New Dish CEO ‘Watching’ Netflix

23 May, 2011 By: Erik Gruenwedel


Incoming chief executive Joe Clayton said Netflix should think twice about trying to dominate streaming business.


He doesn’t become CEO of Dish Network LLC until next month, but that didn’t stop Joe Clayton from making known that the satellite TV operator plans to aggressively utilize recent acquisitions Blockbuster, Hughes Communications and DBSD North America to create a new video platform designed to compete against other multichannel video distributors, including Netflix.

In a recent interview with The Associated Press, Clayton said he envisions changing the Englewood, Colo.-based satellite TV’s video distribution system through an undefined platform that may incorporate Blockbuster’s By Mail subscription service and select video stores, among other properties.

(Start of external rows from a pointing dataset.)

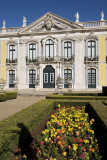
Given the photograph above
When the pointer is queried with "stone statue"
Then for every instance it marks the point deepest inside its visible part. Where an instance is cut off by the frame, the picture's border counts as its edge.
(4, 24)
(102, 16)
(24, 21)
(77, 17)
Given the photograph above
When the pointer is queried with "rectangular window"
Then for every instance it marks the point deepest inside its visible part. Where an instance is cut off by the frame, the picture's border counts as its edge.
(51, 77)
(45, 77)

Dish May 19 said it would give new satellite TV subscribers free 90-day memberships to Blockbuster’s online subscription service, which also includes five free in-store rental exchanges per month. Clayton said he wouldn’t rule out additional acquisitions to complement Blockbuster and other properties.

“We put the straight pieces of the puzzle together on the edges, now we're filling in the middle,” Clayton told the AP. “The basic building blocks are in place to add additional ones on top of it for, like I said, a landscaping change in the industry.”

Clayton, a former CEO with Sirius Satellite Radio, May 16 was tapped to replace Dish founder and current CEO Charlie Ergen, effective next month. Ergen remains Dish’s chairman.

Clayton, who remains on the board of Dish parent EchoStar Communications, said Dish plans to challenge Netflix’s trailblazing subscription video-on-demand service, which rapidly is emerging as top Internet activity challenging previously-assumed primetime network TV viewing habits.

“If I were them, I'd be watching what's going on,” he said. “I'd stay tuned. Because no one's going to have a monopoly on this, and I'm sure it's not just our company that's looking at trying to take a small piece of the pie from Netflix.”

Indeed, while at Sirius, Clayton signed shock jock Howard Stern and helped merge the company with rival XM Satellite Radio.